C’est là une notion très difficile à saisir. Elle tendrait à faire croire que l’œuvre de l’éducation est impossible, comme chez Schopenhauer. Comment modifier un caractère « intelligible », enfoui au fond de nous comme une forme pure immobile ? Mais cette fixité n’existe que dans la représentation, et elle est déjà une forme de la conscience [3]. Le réel profond, ce sont les instincts mouvants ; c’est l’effort de la volonté unique où ils s’intègrent. Ce qui est en dehors du temps, c’est cette mémoire où résident les archétypes des images, des caractères, et ce vouloir qui nous offre, dans la représentation, ses aspects divers.
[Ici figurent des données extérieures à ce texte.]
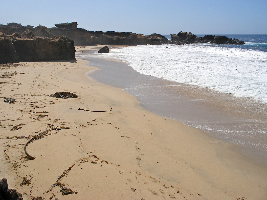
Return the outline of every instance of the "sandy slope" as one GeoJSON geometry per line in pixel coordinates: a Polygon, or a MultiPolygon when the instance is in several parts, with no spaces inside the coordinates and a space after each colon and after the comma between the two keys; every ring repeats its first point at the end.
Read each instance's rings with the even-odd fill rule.
{"type": "Polygon", "coordinates": [[[121,90],[90,80],[85,73],[94,68],[85,64],[0,67],[1,75],[11,75],[0,78],[0,97],[16,99],[10,105],[0,99],[0,178],[7,178],[23,199],[266,199],[266,169],[231,144],[150,113],[121,90]],[[79,97],[39,95],[62,91],[79,97]],[[25,144],[42,133],[27,147],[35,159],[27,159],[25,144]],[[30,184],[20,186],[23,177],[30,184]],[[77,193],[62,195],[60,186],[77,193]]]}

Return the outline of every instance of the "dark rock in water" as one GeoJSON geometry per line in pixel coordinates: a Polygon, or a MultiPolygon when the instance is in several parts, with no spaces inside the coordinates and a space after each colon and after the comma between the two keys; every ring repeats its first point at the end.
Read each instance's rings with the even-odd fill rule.
{"type": "Polygon", "coordinates": [[[171,34],[171,43],[176,45],[184,44],[194,44],[210,42],[212,43],[229,45],[243,45],[245,42],[237,39],[232,39],[226,36],[209,35],[203,37],[197,37],[195,35],[189,32],[181,31],[177,35],[171,34]]]}
{"type": "Polygon", "coordinates": [[[0,63],[14,62],[18,61],[18,55],[11,40],[0,39],[0,63]]]}
{"type": "Polygon", "coordinates": [[[64,36],[2,38],[0,63],[75,59],[73,41],[64,36]]]}
{"type": "Polygon", "coordinates": [[[21,193],[15,189],[8,189],[7,180],[0,181],[0,200],[23,200],[21,193]]]}
{"type": "Polygon", "coordinates": [[[228,38],[226,36],[217,35],[215,37],[213,41],[210,43],[214,44],[225,44],[226,45],[244,45],[244,41],[240,41],[237,39],[228,38]]]}
{"type": "Polygon", "coordinates": [[[14,33],[11,35],[11,36],[13,37],[17,37],[19,38],[21,37],[21,35],[19,33],[14,33]]]}
{"type": "Polygon", "coordinates": [[[6,34],[4,33],[0,32],[0,38],[6,38],[6,34]]]}
{"type": "Polygon", "coordinates": [[[171,41],[172,44],[183,45],[184,44],[193,44],[195,42],[197,36],[191,33],[180,31],[177,35],[171,34],[171,41]]]}
{"type": "Polygon", "coordinates": [[[32,31],[35,36],[49,38],[53,35],[48,28],[40,25],[33,29],[32,31]]]}
{"type": "Polygon", "coordinates": [[[102,48],[99,49],[99,50],[97,51],[97,53],[102,53],[104,54],[107,54],[108,53],[109,51],[109,50],[108,49],[108,47],[107,46],[105,46],[104,47],[102,47],[102,48]]]}

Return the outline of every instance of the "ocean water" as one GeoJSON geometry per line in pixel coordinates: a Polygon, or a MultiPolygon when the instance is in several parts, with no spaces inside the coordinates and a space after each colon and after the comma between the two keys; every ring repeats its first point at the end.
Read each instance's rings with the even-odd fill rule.
{"type": "Polygon", "coordinates": [[[100,70],[91,78],[244,148],[244,155],[267,166],[267,35],[240,35],[226,36],[246,44],[110,46],[108,54],[97,47],[76,56],[100,70]]]}
{"type": "Polygon", "coordinates": [[[143,74],[267,103],[267,35],[226,36],[246,43],[131,46],[101,56],[143,74]]]}

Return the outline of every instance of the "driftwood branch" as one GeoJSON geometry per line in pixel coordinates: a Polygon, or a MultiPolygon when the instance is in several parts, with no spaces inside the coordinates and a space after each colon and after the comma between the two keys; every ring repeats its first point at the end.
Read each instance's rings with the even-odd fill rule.
{"type": "Polygon", "coordinates": [[[111,110],[104,110],[103,111],[97,111],[96,110],[85,110],[85,109],[83,109],[82,108],[79,108],[78,109],[77,109],[77,110],[84,110],[85,111],[89,111],[89,112],[108,112],[109,111],[111,111],[112,110],[112,108],[111,107],[111,106],[110,106],[110,108],[111,109],[111,110]]]}

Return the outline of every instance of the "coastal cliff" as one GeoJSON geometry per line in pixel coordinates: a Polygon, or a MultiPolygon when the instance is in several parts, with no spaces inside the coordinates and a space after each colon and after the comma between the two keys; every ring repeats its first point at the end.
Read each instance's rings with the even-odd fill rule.
{"type": "Polygon", "coordinates": [[[0,33],[0,63],[75,59],[72,40],[62,36],[32,37],[30,31],[24,33],[26,36],[22,37],[18,34],[15,37],[0,33]]]}

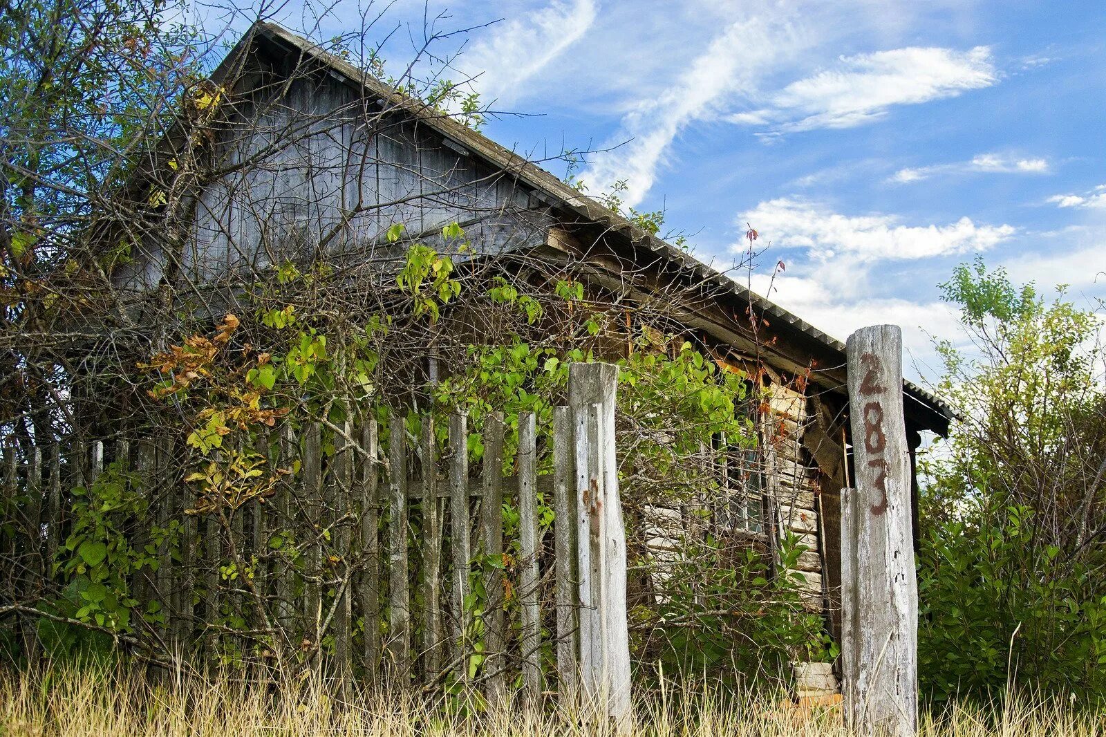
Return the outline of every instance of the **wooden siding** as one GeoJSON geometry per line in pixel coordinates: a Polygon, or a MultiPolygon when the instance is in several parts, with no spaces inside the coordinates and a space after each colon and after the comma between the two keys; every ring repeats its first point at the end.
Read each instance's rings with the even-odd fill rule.
{"type": "MultiPolygon", "coordinates": [[[[181,255],[187,279],[311,258],[335,230],[331,253],[397,256],[384,238],[394,224],[441,246],[441,227],[459,222],[478,253],[545,242],[550,208],[530,189],[411,116],[382,112],[335,75],[301,75],[281,98],[241,110],[251,122],[225,128],[216,166],[250,163],[196,199],[181,255]]],[[[164,260],[152,239],[117,270],[116,283],[156,286],[164,260]]]]}

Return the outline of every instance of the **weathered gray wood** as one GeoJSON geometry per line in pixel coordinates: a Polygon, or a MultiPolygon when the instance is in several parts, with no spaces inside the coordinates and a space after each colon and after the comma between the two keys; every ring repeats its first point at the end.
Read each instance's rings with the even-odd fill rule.
{"type": "MultiPolygon", "coordinates": [[[[293,463],[298,459],[298,448],[295,435],[290,425],[283,425],[280,429],[280,457],[278,466],[284,470],[291,470],[293,463]]],[[[301,469],[302,473],[302,469],[301,469]]],[[[284,633],[289,633],[295,621],[295,608],[292,603],[292,584],[294,582],[295,570],[292,565],[291,541],[289,530],[292,527],[292,519],[295,516],[295,501],[292,490],[296,487],[298,480],[293,476],[285,476],[280,485],[276,496],[274,532],[281,538],[281,544],[276,548],[276,556],[273,560],[272,574],[274,580],[274,593],[276,595],[276,621],[284,633]]],[[[268,543],[267,543],[268,544],[268,543]]],[[[298,645],[299,643],[284,643],[285,646],[298,645]]]]}
{"type": "MultiPolygon", "coordinates": [[[[317,648],[322,640],[323,599],[320,587],[322,571],[322,428],[319,423],[310,423],[303,430],[300,473],[303,474],[302,495],[299,499],[307,522],[307,539],[303,541],[303,611],[304,639],[317,648]]],[[[315,658],[317,662],[317,658],[315,658]]]]}
{"type": "Polygon", "coordinates": [[[856,520],[855,489],[841,490],[841,654],[838,655],[842,676],[842,693],[845,699],[845,716],[852,720],[856,712],[856,520]]]}
{"type": "Polygon", "coordinates": [[[333,480],[333,505],[336,528],[334,530],[335,554],[340,559],[337,562],[337,600],[334,602],[334,667],[340,677],[347,677],[353,673],[352,653],[352,623],[353,623],[353,588],[351,577],[353,575],[353,551],[349,547],[351,529],[349,521],[345,519],[349,509],[349,486],[353,479],[353,450],[349,447],[349,437],[353,433],[353,423],[348,417],[342,423],[341,432],[334,437],[334,470],[331,475],[333,480]]]}
{"type": "Polygon", "coordinates": [[[522,600],[522,677],[526,698],[542,692],[541,612],[538,604],[538,434],[534,413],[519,414],[519,590],[522,600]]]}
{"type": "Polygon", "coordinates": [[[580,620],[580,679],[583,697],[601,698],[603,691],[603,629],[599,601],[603,575],[599,541],[603,538],[603,515],[598,466],[598,434],[601,407],[588,404],[573,407],[575,422],[576,466],[576,560],[580,620]]]}
{"type": "MultiPolygon", "coordinates": [[[[31,448],[27,465],[27,531],[33,551],[31,570],[39,579],[45,573],[42,567],[42,448],[31,448]]],[[[38,585],[38,581],[33,582],[38,585]]]]}
{"type": "MultiPolygon", "coordinates": [[[[2,507],[0,507],[0,513],[3,515],[3,519],[7,520],[18,520],[19,515],[15,509],[15,489],[19,479],[19,458],[15,455],[15,447],[8,445],[3,449],[3,484],[2,491],[3,498],[0,499],[2,507]]],[[[6,532],[0,531],[0,559],[6,562],[6,567],[10,567],[9,570],[4,571],[6,575],[12,577],[13,580],[19,578],[18,567],[12,563],[15,560],[15,550],[18,549],[17,537],[20,531],[17,529],[12,537],[9,537],[6,532]]]]}
{"type": "Polygon", "coordinates": [[[556,672],[561,705],[576,698],[575,476],[573,427],[568,407],[553,408],[553,560],[556,577],[556,672]]]}
{"type": "Polygon", "coordinates": [[[376,418],[369,415],[361,428],[365,451],[361,466],[361,585],[358,599],[364,623],[363,665],[369,681],[380,666],[380,487],[376,418]]]}
{"type": "MultiPolygon", "coordinates": [[[[187,512],[187,510],[196,508],[197,497],[195,485],[184,485],[180,489],[179,497],[181,512],[187,512]]],[[[196,515],[181,513],[180,573],[177,575],[175,575],[171,571],[169,573],[170,578],[176,583],[174,595],[169,599],[169,601],[174,604],[174,611],[170,615],[177,621],[174,625],[174,632],[181,641],[184,641],[186,636],[190,635],[196,627],[196,600],[198,596],[197,569],[199,568],[201,561],[199,543],[197,541],[199,530],[199,520],[196,515]]]]}
{"type": "MultiPolygon", "coordinates": [[[[862,735],[915,735],[918,588],[910,533],[910,459],[902,415],[902,333],[874,325],[847,342],[856,489],[842,510],[855,530],[847,600],[855,676],[846,684],[862,735]]],[[[844,528],[843,529],[848,529],[844,528]]],[[[844,541],[843,541],[844,542],[844,541]]],[[[852,671],[852,668],[849,668],[852,671]]]]}
{"type": "Polygon", "coordinates": [[[58,557],[58,539],[62,533],[62,449],[59,443],[50,446],[50,488],[46,491],[46,574],[53,577],[58,557]]]}
{"type": "Polygon", "coordinates": [[[95,484],[100,475],[104,473],[104,442],[94,440],[88,460],[90,484],[95,484]]]}
{"type": "Polygon", "coordinates": [[[499,706],[507,698],[507,626],[503,613],[503,414],[493,412],[484,423],[484,492],[480,505],[486,567],[484,678],[488,703],[499,706]],[[497,560],[498,559],[498,560],[497,560]]]}
{"type": "Polygon", "coordinates": [[[392,413],[388,438],[388,653],[394,676],[410,676],[410,588],[407,561],[407,428],[392,413]]]}
{"type": "MultiPolygon", "coordinates": [[[[587,417],[584,428],[577,422],[576,430],[592,438],[595,445],[594,449],[582,448],[577,437],[577,519],[583,522],[580,538],[585,540],[586,530],[589,547],[587,567],[583,556],[580,567],[582,684],[591,691],[592,702],[605,708],[620,730],[628,726],[633,705],[626,620],[626,529],[618,496],[618,460],[615,454],[617,387],[618,367],[615,365],[574,363],[568,369],[568,403],[577,415],[587,417]],[[588,635],[593,642],[598,637],[598,645],[589,647],[589,662],[584,657],[585,588],[592,599],[591,605],[596,610],[588,635]]],[[[577,543],[577,549],[583,547],[583,542],[577,543]]]]}
{"type": "Polygon", "coordinates": [[[449,540],[452,561],[450,573],[450,609],[453,616],[452,653],[457,662],[457,675],[468,677],[468,653],[465,599],[469,593],[469,450],[468,417],[456,413],[449,417],[449,540]]]}
{"type": "Polygon", "coordinates": [[[441,672],[441,501],[438,499],[438,448],[434,417],[422,418],[422,657],[428,679],[441,672]]]}

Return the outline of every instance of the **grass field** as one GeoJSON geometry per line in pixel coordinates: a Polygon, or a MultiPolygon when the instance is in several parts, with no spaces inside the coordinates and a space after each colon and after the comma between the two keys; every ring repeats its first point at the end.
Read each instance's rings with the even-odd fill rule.
{"type": "MultiPolygon", "coordinates": [[[[846,734],[835,712],[800,709],[781,703],[766,697],[723,699],[701,688],[666,688],[638,704],[633,734],[656,737],[846,734]]],[[[563,712],[522,709],[465,716],[458,705],[456,698],[435,700],[380,693],[354,693],[340,698],[332,685],[317,678],[267,689],[230,677],[165,678],[152,686],[144,677],[117,672],[58,668],[0,673],[2,737],[575,737],[611,731],[563,712]]],[[[1106,737],[1106,717],[1055,700],[1008,699],[990,708],[953,707],[926,715],[921,734],[1106,737]]]]}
Il peut donc y avoir, dans l’éternel, du multiple non pas numérique, mais qualitatif, comme il y a, dans la pensée d’un même artiste, une multitude d’images, par où se traduit cependant une même force créatrice. Une telle force plastique travaille en chacun de nous. L’éternel en nous est justement cette force mouvante, qui se manifeste dans la conscience sous la forme d’un style unique

  1. Schopenhauer als Erzieher, posth., § 4. (W., I, 431.)
  2. Ibid. (W., I, 431.)
  3. Geburt der Tragödie, § 155, 156, posth. (W., IX, 207, 209.)